Transgredia ganhando a vida dando aulas à noite para adultos, num período em que as mulheres, além de não trabalhar, não podiam votar ou frequentar universidades. Virgínia estudou em casa, na biblioteca do pai. Naquele ano recebera uma proposta de casamento. No último conto deste livro, “Vara de Família”, um homem e uma mulher, que se odeiam e se magoam profundamente, buscam a separação diante do juiz. No curto esboço de duas páginas, e nos demais seis contos, está resumido tudo o que interessa e vai interessar Virgínia pelas próximas décadas da sua vida de escritora. O eu e o nós, pensamentos e sensações, a sonoridade das frases, os olhares, as minúcias, tudo tão simples mas que diz tanto, como, por exemplo, o frio que corta ou a lama que entra pelos sapatos. Nestes seis fragmentos esquecidos e tão antigos é possível vislumbrar a Virgínia exploradora que foi da alma humana.
Já Simone de Beauvoir, em “A Mulher Desiludida”, solta em cena a loucura e o medo das suas personagens femininas. Em três contos distintos - um diário, um monólogo e um manuscrito -, o espaço da narrativa pertence a três mulheres. O que as entrelaça é que são todas desiludidas. A faixa etária está entre quarenta e cinqüenta anos, quando já estão no desalento de uma vida em que a juventude e a beleza lhes escapam, o amor não aconteceu, e provavelmente jamais aconteça, os filhos estão criados, o trabalho se repete e a profissão, onde a criatividade acabou, não dá o menor prazer .
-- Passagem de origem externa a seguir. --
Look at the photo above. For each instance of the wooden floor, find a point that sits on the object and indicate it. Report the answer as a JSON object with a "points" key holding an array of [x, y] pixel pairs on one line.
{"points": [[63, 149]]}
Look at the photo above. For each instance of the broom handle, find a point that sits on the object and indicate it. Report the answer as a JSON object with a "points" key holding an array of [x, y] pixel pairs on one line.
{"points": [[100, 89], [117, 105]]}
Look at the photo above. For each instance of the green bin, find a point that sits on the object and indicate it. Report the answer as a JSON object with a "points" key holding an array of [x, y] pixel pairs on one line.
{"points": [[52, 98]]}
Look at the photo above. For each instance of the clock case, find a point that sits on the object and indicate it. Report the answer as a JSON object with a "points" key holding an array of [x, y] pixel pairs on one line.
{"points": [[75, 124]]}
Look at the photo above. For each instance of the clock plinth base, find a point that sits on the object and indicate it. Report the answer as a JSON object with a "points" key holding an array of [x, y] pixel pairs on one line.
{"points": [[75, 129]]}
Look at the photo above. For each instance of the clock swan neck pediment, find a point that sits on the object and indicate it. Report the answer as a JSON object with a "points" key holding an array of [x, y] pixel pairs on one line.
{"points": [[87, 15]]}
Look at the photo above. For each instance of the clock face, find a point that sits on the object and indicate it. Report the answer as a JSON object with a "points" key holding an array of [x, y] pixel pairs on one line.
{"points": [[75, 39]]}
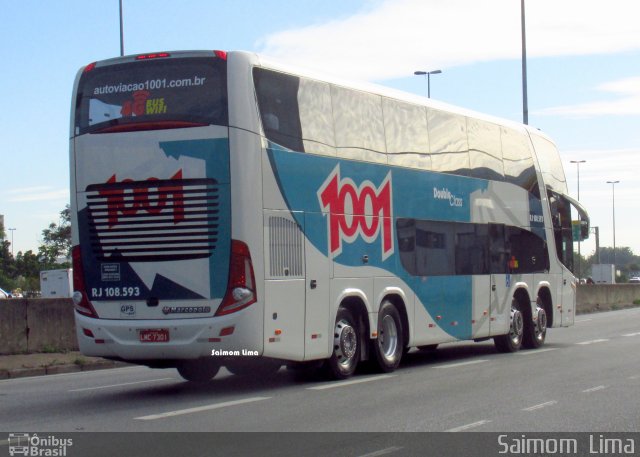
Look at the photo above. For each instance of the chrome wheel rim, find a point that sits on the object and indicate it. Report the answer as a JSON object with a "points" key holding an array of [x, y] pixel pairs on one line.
{"points": [[388, 337], [517, 326], [345, 342]]}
Uma delas, militante política e professora, fez com que o filho seguisse seus passos profissionais. Projetava no garoto tudo que não fizera, até que ele cresce e passa a ter luz própria. Daí em diante ela, a mãe, delira e não consegue deixar que ele se vá. Insiste em continuar orientando, mandando, determinando o que o jovem, casado, deve fazer da sua vida. Sem perceber, torna-se infeliz e deixa mais infeliz ainda aquele a quem tanto ama. A outra personagem, do segundo conto, cultiva um monólogo para se esquecer das brigas diárias com a filha adolescente.
O terceiro conto, que dá nome ao livro, revela a mulher que, com medo de acabar com o longo casamento que já acabou, finge não se incomodar que o marido tenha uma amante. Convive com a situação e se violenta. Para desabafar, escreve um diário.
“Procurei transmitir aos meus leitores algumas experiências das quais participei de forma direta ou indireta”, explicou Simone na época do lançamento do livro, no início dos ano 70, ao lembrar que havia recebido confidências de várias mulheres, algumas abandonadas pelos maridos ou companheiros. Observara pontos em comum entre elas e resolveu reunir parte daquelas histórias em um livro.
Nos pormenores destas três histórias, salpicadas de fatos reais, Simone resgata um aforismo que a deixou famosa na década de sessenta, bandeira do hoje  já embolorado movimento feminista: “Não nascemos mulheres, nós nos tornamos". Boa frase para se lembrar no momento em que a campanha eleitoral fervilha em torno do aborto. Não custa nada acrescentar que as duas --Simone e Virgínia -- lutaram pelo direito de escolher ter ou não ter filhos, um dos temas que impulsionou o feminismo em passeatas, isto no mínimo há quatro décadas.
* já se encontram também disponíveis na mesma coleção Corpo de Baile de João Guimarães Rosa; A escrava que não é Isaura, de Mário de Andrade;A cinza das Horas, de Manuel Bandeira; Vestido de Noiva de Nelson Rodrigues e Morte em Veneza de Thomaz Mann.